Joomla is the most popular software used to build weblog and large content based websites widely. The typical large sized clients include AOL Corporate, New York Observer, and Sony Music. Joomla is quite easy to create a website or blog because of the visual and easy-to-use user interface. Meanwhile, there are over thousands free Joomla themes, widgets and modules in the community that webmasters can customize their preferable websites easily.

As introduced by TCWH, finding a trust-worth web hosting for Joomla is not easy as using it, even for some senior PHP and Joomla developers. The choice of web hosting based on the apparent features is not trust-worth. The handy tutorials from TCWH are all written based on the practical experience from their knowledgeable technicians, to help people select a proper domain name, find the best web host, create a Joomla site, customize Joomla site, manage site content, and promote site over the Internet.
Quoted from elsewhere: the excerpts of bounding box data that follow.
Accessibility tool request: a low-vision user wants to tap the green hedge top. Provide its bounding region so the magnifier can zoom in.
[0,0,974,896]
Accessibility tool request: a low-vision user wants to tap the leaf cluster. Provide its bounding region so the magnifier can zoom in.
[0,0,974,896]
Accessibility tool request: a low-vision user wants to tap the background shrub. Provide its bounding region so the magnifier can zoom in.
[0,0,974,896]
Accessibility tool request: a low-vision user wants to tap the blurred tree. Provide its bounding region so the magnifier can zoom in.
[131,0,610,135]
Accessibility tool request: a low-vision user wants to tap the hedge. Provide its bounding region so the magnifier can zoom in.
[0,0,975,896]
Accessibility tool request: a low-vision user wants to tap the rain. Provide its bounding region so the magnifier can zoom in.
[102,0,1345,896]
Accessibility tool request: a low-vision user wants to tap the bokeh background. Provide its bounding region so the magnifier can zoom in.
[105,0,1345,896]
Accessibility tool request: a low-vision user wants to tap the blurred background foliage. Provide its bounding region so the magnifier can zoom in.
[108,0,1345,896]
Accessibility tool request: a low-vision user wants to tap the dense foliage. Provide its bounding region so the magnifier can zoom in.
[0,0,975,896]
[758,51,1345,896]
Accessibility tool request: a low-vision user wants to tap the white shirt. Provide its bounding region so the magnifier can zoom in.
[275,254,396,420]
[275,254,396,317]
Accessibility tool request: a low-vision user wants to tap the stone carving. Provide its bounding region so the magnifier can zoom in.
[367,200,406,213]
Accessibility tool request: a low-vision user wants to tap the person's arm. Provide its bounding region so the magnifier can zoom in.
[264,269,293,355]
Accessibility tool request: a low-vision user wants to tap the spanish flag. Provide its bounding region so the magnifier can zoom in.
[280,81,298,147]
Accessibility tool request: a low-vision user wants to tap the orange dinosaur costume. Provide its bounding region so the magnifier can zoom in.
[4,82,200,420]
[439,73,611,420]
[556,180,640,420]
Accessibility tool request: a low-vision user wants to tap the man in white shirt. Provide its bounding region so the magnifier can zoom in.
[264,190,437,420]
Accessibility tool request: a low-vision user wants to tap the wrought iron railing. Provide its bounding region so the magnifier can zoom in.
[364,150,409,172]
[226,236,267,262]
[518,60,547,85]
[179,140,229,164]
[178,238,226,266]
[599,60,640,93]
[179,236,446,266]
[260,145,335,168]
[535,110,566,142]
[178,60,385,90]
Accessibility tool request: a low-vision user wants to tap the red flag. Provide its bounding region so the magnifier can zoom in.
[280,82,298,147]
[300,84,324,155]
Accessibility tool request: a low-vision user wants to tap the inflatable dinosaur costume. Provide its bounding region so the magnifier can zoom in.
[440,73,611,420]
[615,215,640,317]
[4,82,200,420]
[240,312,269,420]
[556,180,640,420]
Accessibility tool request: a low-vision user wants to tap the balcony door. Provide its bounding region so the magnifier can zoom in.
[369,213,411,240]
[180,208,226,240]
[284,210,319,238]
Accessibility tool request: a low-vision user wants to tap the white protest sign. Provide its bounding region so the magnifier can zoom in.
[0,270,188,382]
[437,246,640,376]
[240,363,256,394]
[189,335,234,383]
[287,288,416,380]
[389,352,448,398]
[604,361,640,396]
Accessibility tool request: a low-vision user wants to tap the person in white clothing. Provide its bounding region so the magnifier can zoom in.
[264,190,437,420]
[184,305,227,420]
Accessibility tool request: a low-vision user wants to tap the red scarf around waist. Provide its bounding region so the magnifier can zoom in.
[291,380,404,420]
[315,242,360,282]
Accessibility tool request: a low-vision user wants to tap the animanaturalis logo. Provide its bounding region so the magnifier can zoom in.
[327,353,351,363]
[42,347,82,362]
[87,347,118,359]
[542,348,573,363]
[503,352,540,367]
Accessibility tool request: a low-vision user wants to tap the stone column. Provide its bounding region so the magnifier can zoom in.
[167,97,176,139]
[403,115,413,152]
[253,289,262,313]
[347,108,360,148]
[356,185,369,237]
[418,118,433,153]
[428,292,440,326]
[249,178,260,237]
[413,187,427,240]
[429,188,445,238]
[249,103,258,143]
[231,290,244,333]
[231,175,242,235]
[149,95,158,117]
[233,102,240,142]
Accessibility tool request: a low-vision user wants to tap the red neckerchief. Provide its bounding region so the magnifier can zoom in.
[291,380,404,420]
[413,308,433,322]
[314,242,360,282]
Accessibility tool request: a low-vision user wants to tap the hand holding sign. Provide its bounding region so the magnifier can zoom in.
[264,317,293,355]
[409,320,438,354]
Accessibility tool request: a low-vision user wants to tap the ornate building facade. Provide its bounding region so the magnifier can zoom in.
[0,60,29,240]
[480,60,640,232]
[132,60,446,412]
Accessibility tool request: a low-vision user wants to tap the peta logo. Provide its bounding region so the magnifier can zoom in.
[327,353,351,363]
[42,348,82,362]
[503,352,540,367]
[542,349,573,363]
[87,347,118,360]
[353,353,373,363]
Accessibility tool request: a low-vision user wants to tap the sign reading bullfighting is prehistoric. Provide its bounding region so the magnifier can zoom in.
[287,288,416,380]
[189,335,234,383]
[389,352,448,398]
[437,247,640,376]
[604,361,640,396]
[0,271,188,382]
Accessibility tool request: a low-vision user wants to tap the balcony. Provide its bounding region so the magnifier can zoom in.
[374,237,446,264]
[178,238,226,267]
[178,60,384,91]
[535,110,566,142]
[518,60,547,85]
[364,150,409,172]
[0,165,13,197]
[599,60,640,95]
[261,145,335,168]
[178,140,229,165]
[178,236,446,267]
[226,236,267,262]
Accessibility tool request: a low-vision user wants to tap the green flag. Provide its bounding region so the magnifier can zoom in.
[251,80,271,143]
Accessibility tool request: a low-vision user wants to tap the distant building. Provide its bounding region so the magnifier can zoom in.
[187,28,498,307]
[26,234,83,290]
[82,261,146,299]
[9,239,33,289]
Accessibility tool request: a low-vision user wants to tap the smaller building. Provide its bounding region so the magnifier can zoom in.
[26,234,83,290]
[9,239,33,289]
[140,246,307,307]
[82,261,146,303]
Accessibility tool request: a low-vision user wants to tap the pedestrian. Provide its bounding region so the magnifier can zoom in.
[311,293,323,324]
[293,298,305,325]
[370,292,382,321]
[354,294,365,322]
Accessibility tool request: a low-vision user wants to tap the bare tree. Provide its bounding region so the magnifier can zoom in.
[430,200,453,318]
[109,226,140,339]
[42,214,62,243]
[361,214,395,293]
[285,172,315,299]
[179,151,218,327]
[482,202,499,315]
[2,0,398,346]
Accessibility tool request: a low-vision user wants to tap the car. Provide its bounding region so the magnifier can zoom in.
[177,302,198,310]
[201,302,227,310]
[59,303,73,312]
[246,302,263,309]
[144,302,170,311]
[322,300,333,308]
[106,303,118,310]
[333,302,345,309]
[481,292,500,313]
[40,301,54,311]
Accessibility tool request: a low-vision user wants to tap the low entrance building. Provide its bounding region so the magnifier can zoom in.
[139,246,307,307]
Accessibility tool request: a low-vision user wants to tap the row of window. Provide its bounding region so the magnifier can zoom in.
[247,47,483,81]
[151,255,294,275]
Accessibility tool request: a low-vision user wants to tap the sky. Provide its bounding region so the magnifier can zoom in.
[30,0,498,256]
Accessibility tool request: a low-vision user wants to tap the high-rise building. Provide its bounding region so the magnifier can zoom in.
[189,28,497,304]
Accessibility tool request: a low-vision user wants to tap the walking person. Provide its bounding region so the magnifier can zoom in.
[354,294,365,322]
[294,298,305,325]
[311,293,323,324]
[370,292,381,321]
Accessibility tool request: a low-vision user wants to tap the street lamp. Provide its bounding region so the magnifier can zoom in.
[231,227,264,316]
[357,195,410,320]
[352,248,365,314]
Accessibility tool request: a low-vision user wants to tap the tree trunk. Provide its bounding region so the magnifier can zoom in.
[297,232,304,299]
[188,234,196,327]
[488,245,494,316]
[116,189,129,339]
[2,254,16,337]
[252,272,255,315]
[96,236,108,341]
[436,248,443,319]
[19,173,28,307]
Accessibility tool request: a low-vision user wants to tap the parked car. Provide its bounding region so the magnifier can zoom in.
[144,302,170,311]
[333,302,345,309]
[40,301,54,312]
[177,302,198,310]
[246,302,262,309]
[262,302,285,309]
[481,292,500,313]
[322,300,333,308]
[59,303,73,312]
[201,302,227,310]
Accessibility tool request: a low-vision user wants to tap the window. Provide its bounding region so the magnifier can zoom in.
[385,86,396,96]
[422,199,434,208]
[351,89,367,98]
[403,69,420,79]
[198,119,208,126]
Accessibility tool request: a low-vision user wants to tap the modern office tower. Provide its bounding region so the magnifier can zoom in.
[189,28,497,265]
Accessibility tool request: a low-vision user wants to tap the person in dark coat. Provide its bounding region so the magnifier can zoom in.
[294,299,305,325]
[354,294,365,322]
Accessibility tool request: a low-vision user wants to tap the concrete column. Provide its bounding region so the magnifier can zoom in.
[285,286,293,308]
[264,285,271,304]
By following the Joomla hosting tutorial, TCWH had also come out a sorted list of Top 10 Joomla Hosting based on the checkpoints as below. #1 - Joomla integration for how easy people can get start their website. #2 - Joomla themes, widgets and extended modules included with the Joomla web hosting plan. #3 - Joomla optimization features including GZIP, URL Rewrite, etc. #4 - Joomla web hosting performance and reliability. #5 - affordable Joomla web hosting price.

In the case that people are looking for a new opportunity over the Internet by launching a website using Joomla, its worth to check out Joomla web hosting reviews and rating at http://www.top-cheap-web-hosting.com/linux-web-hosting/best-joomla-hosting/.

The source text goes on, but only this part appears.